My question: Should I get a new front wheel or can it be repaired cheaply?

Thanks.


----------



## Dave Davenport (26 Jun 2012)

Depends how bad it is, if it's rideable it should only need tweaking to get it straight'ish.


----------



## Tony Sutton (26 Jun 2012)

Thanks for the reply. When I spin the wheel, I can see it "weaving" from left to right.

I also read on the interweb saying that tweaking the spokes 'should be left to the experts' - is this right?


----------



## Davidc (26 Jun 2012)

Do it a few times and you'll soon become "an expert".


----------



## Dave Davenport (26 Jun 2012)

Davidc said:


> Do it a few times and you'll soon become "an expert".


 
Yep, just take your time and only give the spokes a quarter turn each time. Take the tyre off and tape a bit of bent coat hanger wire or similar to the forks to act as a guide (assuming you haven't got a wheel truing stand).


----------



## Tony Sutton (26 Jun 2012)

Thanks. I have never done this before... is there a guide out there that can advise me the best way to do this?

Cheers.


----------



## Dave Davenport (26 Jun 2012)

Tony Sutton said:


> Thanks. I have never done this before... is there a guide out there that can advise me the best way to do this?
> 
> Cheers.


 
Have a look at http://www.parktool.com/blog/repair-help


----------



## smutchin (26 Jun 2012)

The Roger Musson wheelbuilding book is an excellent guide. It'll cost you about a tenner, but that's cheaper than a new wheel.

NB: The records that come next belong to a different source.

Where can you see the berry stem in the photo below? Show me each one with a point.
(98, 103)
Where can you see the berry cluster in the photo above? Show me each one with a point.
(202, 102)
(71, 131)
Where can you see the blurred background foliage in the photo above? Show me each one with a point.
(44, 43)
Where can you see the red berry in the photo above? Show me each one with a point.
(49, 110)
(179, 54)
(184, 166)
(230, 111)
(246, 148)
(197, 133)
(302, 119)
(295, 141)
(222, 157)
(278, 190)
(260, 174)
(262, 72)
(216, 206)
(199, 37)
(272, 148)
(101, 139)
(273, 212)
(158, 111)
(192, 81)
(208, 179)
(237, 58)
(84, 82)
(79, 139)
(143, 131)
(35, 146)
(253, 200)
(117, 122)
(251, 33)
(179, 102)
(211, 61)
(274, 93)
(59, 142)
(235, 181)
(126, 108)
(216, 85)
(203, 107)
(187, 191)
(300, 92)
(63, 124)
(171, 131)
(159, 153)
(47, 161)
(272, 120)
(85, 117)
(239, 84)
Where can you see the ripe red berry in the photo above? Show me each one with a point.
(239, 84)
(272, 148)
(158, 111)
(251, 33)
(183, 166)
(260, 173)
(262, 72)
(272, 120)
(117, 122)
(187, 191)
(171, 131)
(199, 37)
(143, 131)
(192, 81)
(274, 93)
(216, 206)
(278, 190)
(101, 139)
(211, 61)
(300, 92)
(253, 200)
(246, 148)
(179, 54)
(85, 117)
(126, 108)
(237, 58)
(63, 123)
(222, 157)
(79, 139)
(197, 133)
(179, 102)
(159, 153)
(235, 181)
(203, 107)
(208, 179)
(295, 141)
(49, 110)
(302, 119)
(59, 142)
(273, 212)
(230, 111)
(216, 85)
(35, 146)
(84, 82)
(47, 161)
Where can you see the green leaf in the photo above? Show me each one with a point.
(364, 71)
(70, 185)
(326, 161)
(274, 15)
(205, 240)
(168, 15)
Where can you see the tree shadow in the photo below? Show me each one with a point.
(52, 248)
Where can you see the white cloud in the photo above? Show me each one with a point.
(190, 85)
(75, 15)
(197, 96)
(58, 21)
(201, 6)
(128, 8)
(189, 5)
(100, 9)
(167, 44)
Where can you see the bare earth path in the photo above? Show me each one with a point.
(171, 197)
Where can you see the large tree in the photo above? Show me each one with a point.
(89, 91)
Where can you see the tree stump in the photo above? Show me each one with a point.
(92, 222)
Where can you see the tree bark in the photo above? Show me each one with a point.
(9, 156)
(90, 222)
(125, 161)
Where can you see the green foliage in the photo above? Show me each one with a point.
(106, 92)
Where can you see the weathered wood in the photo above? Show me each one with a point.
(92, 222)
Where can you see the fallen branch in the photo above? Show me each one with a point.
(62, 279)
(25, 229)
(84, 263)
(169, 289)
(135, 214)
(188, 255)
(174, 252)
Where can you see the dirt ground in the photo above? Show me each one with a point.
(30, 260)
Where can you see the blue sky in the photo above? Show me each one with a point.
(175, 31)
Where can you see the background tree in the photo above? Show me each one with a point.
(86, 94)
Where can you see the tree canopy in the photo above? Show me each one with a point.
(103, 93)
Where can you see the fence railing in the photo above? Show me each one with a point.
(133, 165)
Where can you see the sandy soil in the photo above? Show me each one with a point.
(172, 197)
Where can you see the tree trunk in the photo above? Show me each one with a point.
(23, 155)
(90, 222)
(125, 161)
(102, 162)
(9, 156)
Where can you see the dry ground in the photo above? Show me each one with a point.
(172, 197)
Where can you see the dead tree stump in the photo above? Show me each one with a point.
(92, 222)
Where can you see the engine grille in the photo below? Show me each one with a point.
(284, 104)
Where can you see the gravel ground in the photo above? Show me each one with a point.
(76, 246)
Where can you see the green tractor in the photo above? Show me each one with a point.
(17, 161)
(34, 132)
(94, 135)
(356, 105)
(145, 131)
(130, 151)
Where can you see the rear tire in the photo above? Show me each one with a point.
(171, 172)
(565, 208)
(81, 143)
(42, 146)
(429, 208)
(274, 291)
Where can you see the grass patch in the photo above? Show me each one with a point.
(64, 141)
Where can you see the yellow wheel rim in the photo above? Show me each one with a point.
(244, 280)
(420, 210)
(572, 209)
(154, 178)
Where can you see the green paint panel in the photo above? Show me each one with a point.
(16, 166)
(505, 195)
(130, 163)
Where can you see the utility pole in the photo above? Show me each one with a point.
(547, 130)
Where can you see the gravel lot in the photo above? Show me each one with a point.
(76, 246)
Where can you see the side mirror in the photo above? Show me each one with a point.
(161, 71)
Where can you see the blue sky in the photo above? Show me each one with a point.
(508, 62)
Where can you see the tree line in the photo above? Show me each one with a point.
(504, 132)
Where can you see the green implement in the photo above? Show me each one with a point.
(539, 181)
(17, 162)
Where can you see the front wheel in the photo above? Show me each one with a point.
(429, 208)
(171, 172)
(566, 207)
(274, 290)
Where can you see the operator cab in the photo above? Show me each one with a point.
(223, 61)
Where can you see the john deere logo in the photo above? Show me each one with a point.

The most important thing to remember when truing a wheel is not to worry about what it looks like, but what it sounds like - concentrate on getting the tension the same across all spokes, which you test by pinging them. If you get the same note across all spokes, tension is even. Straightness should follow.

As a teenager, I ruined a slightly buckled but otherwise perfectly good wheel by attempting to true it without knowing what I was doing...

d.


----------



## Tony Sutton (27 Jun 2012)

LOL, I think it won't work for me as I am deaf. 

I will give it a go... but if it didn't work for me, I'll take it to the local cycle shop who can do it for a tenner.

Cheers.


----------



## smutchin (27 Jun 2012)

Tony Sutton said:


> LOL, I think it won't work for me as I am deaf.


 
Ah. I can see how that might be a problem. You could use a tensiometer to "listen" to the spoke tension on your behalf, but they cost rather more than a tenner.

d.


----------



## Tony Sutton (27 Jun 2012)

No worries, am happy to give it a go myself anyway. I'm waiting for the spoke wheel spanner wrench to arrive from ebay and see what I can do. If no luck, then it's off to the local bike shop.


----------



## Tony Sutton (27 Jun 2012)

Dave Davenport said:


> Have a look at http://www.parktool.com/blog/repair-help


 
That's actually a very useful website - thanks!


----------



## Tony Sutton (1 Jul 2012)

After reading the guides & videos, I chickened out and left it to a local bike shop to do it for me at the same time as my bike being serviced which is due this Tuesday.


----------



## Tony Sutton (5 Jul 2012)

Bike service done. Wheel now trued... and 4 new spokes! I was advsied that if it happeend again, I would be better off with a new wheel. So will see how I get on with it!

Thanks all.


----------